Il Premio Nobel Oliver Smithies ha ripercorso di fronte alla platea di Biogem la sua lunga carriera: 60 anni da scienziato, attraverso gli studi sul Dna, i gel e lo sviluppo della tecnica del gene-targeting per la quale ha ottenuto il massimo riconoscimento internazionale. Rispondendo ai giornalisti, ha messo in luce una insospettabile differenza tra la ricerca americana e quella europea. “Uno dei problemi negli Stati Uniti – ha evidenziato Smithies – è che è difficile ottenere finanziamenti per esperimenti coraggiosi, dall’esito incerto e non prevedibile, pertanto dotati di un forte potenziale innovativo. In Europa invece è più facile avere sostegno per idee di questo tipo”. Di Biogem ha detto: “E’ una grande avventura di successo. L’impressione è che sia un posto dove c’è molto entusiasmo e ho apprezzato l’intenzione di farne anche un luogo esteticamente bello e culturalmente stimolante. Cose che migliorano la ricerca”.

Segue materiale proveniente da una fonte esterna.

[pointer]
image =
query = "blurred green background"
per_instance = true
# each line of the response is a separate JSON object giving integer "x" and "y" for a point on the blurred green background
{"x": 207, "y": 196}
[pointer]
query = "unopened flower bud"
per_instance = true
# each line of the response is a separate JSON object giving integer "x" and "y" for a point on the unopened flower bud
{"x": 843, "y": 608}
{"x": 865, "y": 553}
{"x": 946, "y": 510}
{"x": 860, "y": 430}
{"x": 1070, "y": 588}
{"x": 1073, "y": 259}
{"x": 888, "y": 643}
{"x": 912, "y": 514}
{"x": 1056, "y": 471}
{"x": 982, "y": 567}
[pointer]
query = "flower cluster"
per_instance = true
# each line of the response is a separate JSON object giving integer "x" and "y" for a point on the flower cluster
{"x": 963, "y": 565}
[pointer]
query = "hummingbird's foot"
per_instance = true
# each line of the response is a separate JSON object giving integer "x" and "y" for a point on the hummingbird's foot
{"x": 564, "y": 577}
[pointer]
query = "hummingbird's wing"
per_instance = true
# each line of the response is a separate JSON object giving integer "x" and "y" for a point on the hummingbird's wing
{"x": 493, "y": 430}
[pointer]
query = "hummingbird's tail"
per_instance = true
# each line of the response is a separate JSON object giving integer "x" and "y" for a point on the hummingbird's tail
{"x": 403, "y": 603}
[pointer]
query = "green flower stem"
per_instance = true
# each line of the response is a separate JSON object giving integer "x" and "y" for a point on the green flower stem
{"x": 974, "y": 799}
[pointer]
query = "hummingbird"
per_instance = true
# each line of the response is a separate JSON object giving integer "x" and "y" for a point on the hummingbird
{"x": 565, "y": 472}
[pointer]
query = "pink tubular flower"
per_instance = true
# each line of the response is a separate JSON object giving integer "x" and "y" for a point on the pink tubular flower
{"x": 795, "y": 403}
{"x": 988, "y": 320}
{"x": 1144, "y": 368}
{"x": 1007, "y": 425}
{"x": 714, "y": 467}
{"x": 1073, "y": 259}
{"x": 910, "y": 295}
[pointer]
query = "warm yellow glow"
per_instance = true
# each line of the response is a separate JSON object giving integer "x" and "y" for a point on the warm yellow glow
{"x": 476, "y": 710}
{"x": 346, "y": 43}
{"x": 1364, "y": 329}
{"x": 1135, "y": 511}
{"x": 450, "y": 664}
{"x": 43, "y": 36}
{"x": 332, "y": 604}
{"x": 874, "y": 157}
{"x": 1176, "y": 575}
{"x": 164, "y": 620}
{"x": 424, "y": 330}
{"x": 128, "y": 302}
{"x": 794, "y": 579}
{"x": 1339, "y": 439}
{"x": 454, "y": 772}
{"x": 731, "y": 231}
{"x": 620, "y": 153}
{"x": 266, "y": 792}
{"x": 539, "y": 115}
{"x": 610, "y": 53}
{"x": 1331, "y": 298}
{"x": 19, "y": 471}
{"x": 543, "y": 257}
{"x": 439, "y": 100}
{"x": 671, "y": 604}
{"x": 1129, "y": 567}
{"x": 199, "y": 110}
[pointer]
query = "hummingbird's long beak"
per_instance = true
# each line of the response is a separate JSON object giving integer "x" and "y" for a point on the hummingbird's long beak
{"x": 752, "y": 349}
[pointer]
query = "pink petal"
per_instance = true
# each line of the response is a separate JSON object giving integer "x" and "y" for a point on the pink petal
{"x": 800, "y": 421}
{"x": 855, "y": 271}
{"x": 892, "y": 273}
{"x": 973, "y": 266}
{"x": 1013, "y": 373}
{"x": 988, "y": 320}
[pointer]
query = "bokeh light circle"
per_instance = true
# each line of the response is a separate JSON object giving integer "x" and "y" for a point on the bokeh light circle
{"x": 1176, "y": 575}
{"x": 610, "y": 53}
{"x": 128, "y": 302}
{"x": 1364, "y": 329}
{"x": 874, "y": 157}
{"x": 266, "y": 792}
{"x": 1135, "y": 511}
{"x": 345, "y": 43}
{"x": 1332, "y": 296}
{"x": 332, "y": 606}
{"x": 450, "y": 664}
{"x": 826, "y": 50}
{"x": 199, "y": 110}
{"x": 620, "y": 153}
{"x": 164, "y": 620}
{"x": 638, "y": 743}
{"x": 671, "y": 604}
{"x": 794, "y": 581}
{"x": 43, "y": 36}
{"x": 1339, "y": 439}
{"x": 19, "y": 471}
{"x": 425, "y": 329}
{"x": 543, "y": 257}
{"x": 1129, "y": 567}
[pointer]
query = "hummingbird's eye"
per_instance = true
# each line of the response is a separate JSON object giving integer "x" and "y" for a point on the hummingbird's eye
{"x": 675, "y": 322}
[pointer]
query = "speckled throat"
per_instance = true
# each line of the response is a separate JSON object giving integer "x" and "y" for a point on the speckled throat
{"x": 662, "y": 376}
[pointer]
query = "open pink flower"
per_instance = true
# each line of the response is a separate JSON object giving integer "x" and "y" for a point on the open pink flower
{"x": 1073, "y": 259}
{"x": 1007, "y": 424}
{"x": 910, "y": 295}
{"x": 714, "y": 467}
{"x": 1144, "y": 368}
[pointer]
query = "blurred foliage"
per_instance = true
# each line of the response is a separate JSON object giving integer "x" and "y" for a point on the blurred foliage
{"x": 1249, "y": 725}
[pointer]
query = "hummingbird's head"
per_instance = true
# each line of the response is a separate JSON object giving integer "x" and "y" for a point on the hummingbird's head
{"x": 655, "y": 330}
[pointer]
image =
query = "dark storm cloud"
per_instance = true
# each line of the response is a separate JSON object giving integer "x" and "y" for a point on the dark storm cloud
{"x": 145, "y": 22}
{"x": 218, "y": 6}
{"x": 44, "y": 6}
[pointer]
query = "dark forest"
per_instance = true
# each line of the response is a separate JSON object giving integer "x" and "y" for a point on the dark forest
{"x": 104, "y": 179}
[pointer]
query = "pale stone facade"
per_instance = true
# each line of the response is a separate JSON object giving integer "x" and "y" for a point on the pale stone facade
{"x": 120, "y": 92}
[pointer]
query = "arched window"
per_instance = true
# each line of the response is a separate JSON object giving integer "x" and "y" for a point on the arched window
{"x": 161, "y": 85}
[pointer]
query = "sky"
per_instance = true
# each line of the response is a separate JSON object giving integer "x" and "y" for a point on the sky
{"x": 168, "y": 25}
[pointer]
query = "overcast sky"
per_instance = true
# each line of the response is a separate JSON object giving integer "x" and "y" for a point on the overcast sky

Consegnato in serata il premio letterario “Maria Antonia Gervasio”per la migliore opera di divulgazione scientifica. E’ risultato vincitore Marco Delmastro con “Particelle familiari. Le avventure della fisica e del bosone di Higgs, con pulce al seguito” (Editore Laterza, Roma-Bari 2014) che ,secondo la giuria composta da Rosanna Sornicola, dal direttore scientifico di Biogem Mario De Felice e da Michele Farisco (segretario) è “un esempio significativo di dialogo possibile tra campi diversi del sapere”.